例えばここに君がいて


「私、皆で仲良くしていたいの。……みんなでマル、がいいの」

「みんなでマル?」


まるで自分に言い聞かせるような声が気になって、彼女を横から眺める。
マンションの街灯に照らされた彼女の姿はどこかうつろげで、何かに怯えるようにぽつりぽつり呟くさまは昼間の元気さを微塵も感じさせず、頼りなげに見えた。

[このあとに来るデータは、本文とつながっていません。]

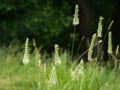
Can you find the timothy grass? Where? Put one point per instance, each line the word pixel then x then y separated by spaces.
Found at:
pixel 48 75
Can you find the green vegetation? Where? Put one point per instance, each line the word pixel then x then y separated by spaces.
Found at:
pixel 25 69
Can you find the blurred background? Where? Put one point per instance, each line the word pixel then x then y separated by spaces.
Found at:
pixel 50 21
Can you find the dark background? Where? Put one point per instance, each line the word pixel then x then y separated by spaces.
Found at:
pixel 50 21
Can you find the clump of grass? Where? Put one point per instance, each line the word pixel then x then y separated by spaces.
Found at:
pixel 26 53
pixel 75 22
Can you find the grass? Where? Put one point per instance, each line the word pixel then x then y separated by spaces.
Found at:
pixel 20 70
pixel 14 75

「私が子供の時にね、お父さんが言ったの。『うちは皆でマルでいいんだよって』」


指で空間に円を描く。ゆっくり、慎重に。俺が見ても、それが円を描いているのだと分かるくらいに。


「皆でマル?」

「うん。お父さんとお母さんだけじゃなくて、サイちゃんと私も入る大きなマル」


胸元に戻った彼女の手は服の生地をギュッとつかむ。そして小さな声で付け足した。


「……パパも一緒でいいんだよって」


その一言で、なんだか色々なものが理解出来たような気がした。

学校の奴らは知らない、サユちゃんのトラウマ。
大好きな父親と血が繋がっていないという現実。

今彼女が言った“パパ”は、おそらくサユちゃんの本当のお父さんのことだろう。
まだ彼女が小さい時に死んだということしか俺は知らないけど、おじさんにとっては複雑な存在であることは間違いない。

『葉山先輩って、人類みな兄弟って感じだもんね』

新見の言葉が、脳裏をよぎる。
何も知らない奴でもそう思うくらい、サユちゃんはいつも、みんなで仲良くしようとしていた。
誰が無理難題を言っても笑う。角を立てないように自分がうまく立ち回りながら、頑なに。